張孝純認為,危難見真情,亂世出英雄,越是危險與緊急之時,人性越容易喪失、行為也越容易失矩。比喻那些聽到了戰鼓聲就精神崩潰鋌而走險的人。楚天涯能在危險與緊急之時仍然保持冷靜、并做出正確的應對與反應,這樣的人殊屬不易。現在看來,楚天涯的文武才能或許并不出眾,但他真正的長處,是在于精神與智慧!
簡而言之,張孝純終于對楚天涯——刮目相看!
張孝純身為知府尚且如此,那些剛剛投效楚天涯的六千軍巡就更不用說了。他們在絕境之中得以見到了希望,很容易就將楚天涯認作了主心骨與救命稻草。現在除了每天從他手里領取口糧使得一家老幼得以存活,還受到了他精神的感染。潛移默化之中,楚天涯便成了六千軍巡的精神支柱!
亂世之所以容易出英雄,原因大概莫過如人心喪亂、對精神支柱有著強烈的需求。如今的太原城中便是如此,楚天涯主動的應運而生,至少,先贏得了這數千軍巡及其家中老幼的最大信任與與尊重。
由于女真人戰鼓聲的停歇與城中的治安力量空強壯大,太原城里的局面越發的穩定,人心也漸漸趨于平和。
王稟與張孝純都大感欣慰——總算是用人得當啊!
現在,也不會有人再對楚天涯擔任當前的職務,表示嫉妒或是不滿了。因為他實在是干得漂亮,而且名聲遠揚威望日隆,達到了一個那些嫉妒者們無以企及的高度。
人性向來如此,嫉妒與排擠一般只會針對與自己水平相近、或是同處一個環境中的同一類人。很少會有一個普通的百姓去真正的嫉妒當朝宰相,他們嫉妒與攀比的對象,更多的只可能是自己的鄰居或是同窗之流。
楚天涯,原本一個隱居于幕后的名字,終于在太原城中開始廣為流傳。

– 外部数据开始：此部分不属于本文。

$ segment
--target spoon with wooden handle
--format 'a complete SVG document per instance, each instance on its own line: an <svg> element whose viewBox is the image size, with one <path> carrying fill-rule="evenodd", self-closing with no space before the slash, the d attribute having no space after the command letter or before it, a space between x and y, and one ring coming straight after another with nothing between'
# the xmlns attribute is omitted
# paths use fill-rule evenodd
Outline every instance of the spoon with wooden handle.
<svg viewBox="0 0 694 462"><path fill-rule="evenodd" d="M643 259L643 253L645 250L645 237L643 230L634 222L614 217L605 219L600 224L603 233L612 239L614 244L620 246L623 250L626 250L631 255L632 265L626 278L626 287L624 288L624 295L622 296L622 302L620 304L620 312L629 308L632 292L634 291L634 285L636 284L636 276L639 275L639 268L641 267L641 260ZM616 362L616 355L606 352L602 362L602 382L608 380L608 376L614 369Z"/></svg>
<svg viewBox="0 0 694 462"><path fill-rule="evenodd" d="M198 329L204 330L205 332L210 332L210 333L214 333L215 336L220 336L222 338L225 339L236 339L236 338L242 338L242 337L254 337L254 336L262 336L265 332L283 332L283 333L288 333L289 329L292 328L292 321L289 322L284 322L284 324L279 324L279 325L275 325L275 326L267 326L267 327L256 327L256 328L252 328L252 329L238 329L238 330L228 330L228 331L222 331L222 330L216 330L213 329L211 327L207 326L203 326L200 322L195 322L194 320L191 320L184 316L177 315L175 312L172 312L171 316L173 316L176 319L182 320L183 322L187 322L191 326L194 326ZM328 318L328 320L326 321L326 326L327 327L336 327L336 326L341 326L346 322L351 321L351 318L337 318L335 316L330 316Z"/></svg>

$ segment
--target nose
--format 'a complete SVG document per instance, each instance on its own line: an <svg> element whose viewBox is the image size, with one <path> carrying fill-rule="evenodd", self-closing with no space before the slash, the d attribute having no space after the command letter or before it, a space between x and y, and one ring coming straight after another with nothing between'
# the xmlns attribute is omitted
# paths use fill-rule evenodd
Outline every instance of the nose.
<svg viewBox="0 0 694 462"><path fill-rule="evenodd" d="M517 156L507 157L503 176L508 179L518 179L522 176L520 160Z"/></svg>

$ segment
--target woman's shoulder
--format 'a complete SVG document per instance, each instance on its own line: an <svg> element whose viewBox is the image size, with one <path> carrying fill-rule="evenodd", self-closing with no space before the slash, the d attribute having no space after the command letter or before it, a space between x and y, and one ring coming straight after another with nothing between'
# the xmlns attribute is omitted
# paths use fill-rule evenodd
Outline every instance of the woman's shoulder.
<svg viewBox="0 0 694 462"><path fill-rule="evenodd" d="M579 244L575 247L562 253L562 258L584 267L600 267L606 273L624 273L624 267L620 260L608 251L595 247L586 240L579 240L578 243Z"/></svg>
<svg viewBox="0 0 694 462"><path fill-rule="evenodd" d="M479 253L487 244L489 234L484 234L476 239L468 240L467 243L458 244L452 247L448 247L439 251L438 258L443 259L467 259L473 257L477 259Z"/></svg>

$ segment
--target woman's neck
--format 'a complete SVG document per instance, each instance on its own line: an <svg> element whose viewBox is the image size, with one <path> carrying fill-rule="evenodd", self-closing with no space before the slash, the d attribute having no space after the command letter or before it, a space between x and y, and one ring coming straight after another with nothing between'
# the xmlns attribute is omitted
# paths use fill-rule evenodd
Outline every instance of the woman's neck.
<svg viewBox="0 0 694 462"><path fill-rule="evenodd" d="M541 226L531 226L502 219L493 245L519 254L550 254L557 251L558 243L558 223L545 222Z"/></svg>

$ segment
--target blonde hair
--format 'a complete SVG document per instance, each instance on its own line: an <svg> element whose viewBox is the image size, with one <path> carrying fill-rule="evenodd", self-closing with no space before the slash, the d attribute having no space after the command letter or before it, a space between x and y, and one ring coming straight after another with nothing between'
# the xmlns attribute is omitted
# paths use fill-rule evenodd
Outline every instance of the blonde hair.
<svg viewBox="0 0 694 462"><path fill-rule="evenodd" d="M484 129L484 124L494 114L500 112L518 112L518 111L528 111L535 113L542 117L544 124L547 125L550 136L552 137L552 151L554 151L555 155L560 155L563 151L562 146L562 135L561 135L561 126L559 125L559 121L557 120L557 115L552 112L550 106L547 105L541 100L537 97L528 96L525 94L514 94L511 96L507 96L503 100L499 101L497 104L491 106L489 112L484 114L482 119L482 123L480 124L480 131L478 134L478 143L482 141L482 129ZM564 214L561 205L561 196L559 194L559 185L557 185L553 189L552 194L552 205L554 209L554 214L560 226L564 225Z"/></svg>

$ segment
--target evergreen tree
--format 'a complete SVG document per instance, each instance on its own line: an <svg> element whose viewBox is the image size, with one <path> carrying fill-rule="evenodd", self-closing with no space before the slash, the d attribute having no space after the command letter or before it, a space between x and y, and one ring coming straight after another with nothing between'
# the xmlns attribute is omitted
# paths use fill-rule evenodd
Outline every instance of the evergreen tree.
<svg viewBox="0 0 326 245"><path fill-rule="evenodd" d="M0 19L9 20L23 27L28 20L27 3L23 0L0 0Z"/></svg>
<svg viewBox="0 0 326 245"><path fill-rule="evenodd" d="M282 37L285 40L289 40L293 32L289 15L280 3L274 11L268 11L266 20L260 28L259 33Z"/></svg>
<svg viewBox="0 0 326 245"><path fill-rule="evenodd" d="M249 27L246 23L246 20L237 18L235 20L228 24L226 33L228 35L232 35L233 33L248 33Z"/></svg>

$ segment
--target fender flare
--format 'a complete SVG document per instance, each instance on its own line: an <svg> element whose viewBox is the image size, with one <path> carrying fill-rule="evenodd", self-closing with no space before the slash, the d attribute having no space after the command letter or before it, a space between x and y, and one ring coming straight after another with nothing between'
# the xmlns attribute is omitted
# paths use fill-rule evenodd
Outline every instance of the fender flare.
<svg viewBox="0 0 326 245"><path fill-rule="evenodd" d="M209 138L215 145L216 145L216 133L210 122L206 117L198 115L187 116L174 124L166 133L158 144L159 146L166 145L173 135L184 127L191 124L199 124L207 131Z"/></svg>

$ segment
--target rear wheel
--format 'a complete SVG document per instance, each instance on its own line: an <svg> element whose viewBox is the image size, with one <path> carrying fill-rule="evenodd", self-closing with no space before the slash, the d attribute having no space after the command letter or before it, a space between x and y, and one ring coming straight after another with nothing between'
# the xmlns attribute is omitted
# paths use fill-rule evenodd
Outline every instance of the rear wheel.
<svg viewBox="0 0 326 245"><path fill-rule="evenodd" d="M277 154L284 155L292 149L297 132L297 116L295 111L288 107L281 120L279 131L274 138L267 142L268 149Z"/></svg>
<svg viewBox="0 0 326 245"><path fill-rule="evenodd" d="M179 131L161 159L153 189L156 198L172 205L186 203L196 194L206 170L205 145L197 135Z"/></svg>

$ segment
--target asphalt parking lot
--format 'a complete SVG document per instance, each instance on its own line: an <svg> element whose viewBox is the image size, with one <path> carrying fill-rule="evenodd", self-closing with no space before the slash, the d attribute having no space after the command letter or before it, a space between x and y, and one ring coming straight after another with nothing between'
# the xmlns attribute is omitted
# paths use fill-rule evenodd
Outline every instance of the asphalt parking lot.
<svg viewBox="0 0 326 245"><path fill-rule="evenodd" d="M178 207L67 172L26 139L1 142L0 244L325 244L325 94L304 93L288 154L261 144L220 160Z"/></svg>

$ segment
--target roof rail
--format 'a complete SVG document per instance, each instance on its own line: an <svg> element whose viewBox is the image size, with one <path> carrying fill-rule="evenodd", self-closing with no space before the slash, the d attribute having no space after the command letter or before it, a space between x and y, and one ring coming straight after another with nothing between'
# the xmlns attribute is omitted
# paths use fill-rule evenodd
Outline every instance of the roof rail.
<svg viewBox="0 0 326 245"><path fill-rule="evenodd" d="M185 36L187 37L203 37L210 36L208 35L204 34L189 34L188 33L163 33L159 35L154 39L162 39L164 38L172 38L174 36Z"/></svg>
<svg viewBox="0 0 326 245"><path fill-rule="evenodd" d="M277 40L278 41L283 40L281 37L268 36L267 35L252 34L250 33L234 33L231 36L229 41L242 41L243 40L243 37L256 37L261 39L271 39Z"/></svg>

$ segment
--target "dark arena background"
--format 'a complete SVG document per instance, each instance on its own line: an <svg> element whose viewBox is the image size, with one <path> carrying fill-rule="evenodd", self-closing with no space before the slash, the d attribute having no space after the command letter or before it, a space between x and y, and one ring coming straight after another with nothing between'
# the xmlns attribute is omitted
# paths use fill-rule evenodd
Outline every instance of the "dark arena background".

王稟,張孝純這兩個人雖然是現在太原城中的兩大支柱,但他們離普通的民眾有些遙遠。楚天涯則是直接與城中百姓接觸緊密的人,因此反而在最短的時間里,豎立了自己最高的形象。
第三天,楚天涯手下的軍巡,增至一萬人!
城中一共才有七八萬百姓,這一萬人幾乎已經包括了所有的青壯;其他的老幼婦孺全都歸轄到官府治下,成為了堅實的后勤力量。
這樣一來,太原城中的十五萬軍民,被整合成了三大版塊——軍隊、官府與軍巡!
楚天涯一手握住了城中百姓的所有青壯,而這些青壯又是所在家庭的支柱與主心骨——太原城中的心人徹底的穩固了,固若金湯!
原本張孝純與王稟都以為,當初發布布告只是權宜之計,沒想到真的有如此奇效,楚天涯的手下居然也有一支一萬人的部曲。按照他們的慣性思維,既然這樣,這些軍巡也就應該劃入大宋正規的軍隊編制。按規則,他們不算是隸屬朝廷的禁軍,只能算是地方廂軍。按人馬數量來計劃,一萬人,算得是一個“軍”了。
從而,楚天涯一介白身哪能統領一軍呢?
于是,張孝純與王稟也難得的因時制宜的“開明”了一回,擅作主張的“封”楚天涯為——軍指揮使!
這要是在平常,王稟與張孝純就是自己揮刀抹脖子,也是決計干不出這么“僭越”的事情來的,別說是軍指揮使,就是一個統領百人的都頭,也不是他們兩個張一張口就能封的。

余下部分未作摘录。